In diesem Zusammenhang warnt er davor, dass einige aus Deutschland vorangetriebene Ansätze den Begriff der Entwicklung des Dogmas unzulässig nutzen, um Veränderungen zu rechtfertigen, die seiner Ansicht nach den Inhalt des katholischen Glaubens verändern. „Sie missbrauchen den Begriff der Entwicklung des Dogmas. Die Entwicklung des Dogmas besteht nicht darin, die Substanz zu ändern“, betont er.

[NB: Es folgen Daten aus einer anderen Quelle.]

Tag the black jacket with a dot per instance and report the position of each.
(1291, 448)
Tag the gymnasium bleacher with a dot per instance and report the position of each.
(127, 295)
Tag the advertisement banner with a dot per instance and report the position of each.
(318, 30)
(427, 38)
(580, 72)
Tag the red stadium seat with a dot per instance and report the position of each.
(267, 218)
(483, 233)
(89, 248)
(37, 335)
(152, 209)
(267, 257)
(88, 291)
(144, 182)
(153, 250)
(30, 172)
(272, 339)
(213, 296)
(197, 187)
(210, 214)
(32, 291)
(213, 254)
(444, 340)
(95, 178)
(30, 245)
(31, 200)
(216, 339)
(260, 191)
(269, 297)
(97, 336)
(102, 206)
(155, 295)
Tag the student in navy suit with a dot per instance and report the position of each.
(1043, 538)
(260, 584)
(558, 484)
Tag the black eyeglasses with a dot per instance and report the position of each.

Für den emeritierten Präfekten bedeutet die dogmatische Entwicklung eine Vertiefung des Verständnisses der Offenbarung, die von der Kirche überliefert wird, niemals jedoch eine Veränderung der empfangenen Wahrheiten. Daher lehnt er es ab, dass dieses Prinzip herangezogen werden kann, um wesentliche Aspekte der sakramentalen Verfassung der Kirche oder des priesterlichen Amtes zu verändern.
Diese Sorge zeigt sich auch in anderen seiner jüngsten öffentlichen Äußerungen. Als er in einem von Kath.net veröffentlichten Artikel den Vorschlag des deutschen Synodalen Weges kritisierte, Laien während der Heiligen Messe predigen zu lassen, erinnerte er daran, dass „gerade diejenigen, die sich so gern auf das Zweite Vatikanische Konzil berufen, die Ersten sind, die ihm widersprechen“, weil sie die Liturgie des Wortes von der eucharistischen Liturgie trennen und das priesterliche Amt verwischen.
Nun weitet er diese Kritik aus und richtet scharfe Worte gegen die Führung des Zentralkomitees der deutschen Katholiken (ZdK), denen er vorwirft, „eine andere Kirche“ aufbauen zu wollen, inspiriert von der Woke-Ideologie und dem Feminismus, die sich – so sagt er – mehr um die Umgestaltung der kirchlichen Struktur als um die Verkündigung des Evangeliums kümmert.
Ein Aufruf, die Rolle des Kardinalskollegiums wiederherzustellen
Über die konkreten Themen des Interviews hinaus wirft Müller eine grundsätzliche Reflexion über die Rolle auf, die das Kardinalskollegium im Leben der Kirche spielen sollte. Seiner Ansicht nach sollten die Treffen der Kardinäle sich nicht auf den Austausch von Eindrücken zu aktuellen Fragen beschränken, sondern zu einem echten Raum der Unterscheidung über die Fragen werden, die den Glauben und die Einheit der Kirche betreffen. In diesem Zusammenhang betont er, dass „es nicht unser Ziel ist, von der modernen Presse akzeptiert oder gelobt zu werden. Wenn sie uns loben, gehen wir den falschen Weg“, eine Aussage, mit der er seine Überzeugung zusammenfasst, dass die doktrinäre Klarheit über jedem Opportunitäts- oder Zweckmäßigkeitskriterium stehen muss.
Für Müller zeigen Fragen wie die Situation der FSSPX, die Entwicklung des deutschen Synodalen Weges oder das richtige Verständnis der Entwicklung des Dogmas die Notwendigkeit, Konsistorien wiederherzustellen, in denen das Kardinalskollegium mit größerer Tiefe beraten kann. Nur so, so argumentiert er, können die Kardinäle ihre Aufgabe voll erfüllen, den Römischen Pontifex bei der Unterscheidung der großen doktrinären und pastoralen Herausforderungen zu unterstützen, denen sich die Kirche heute gegenübersieht.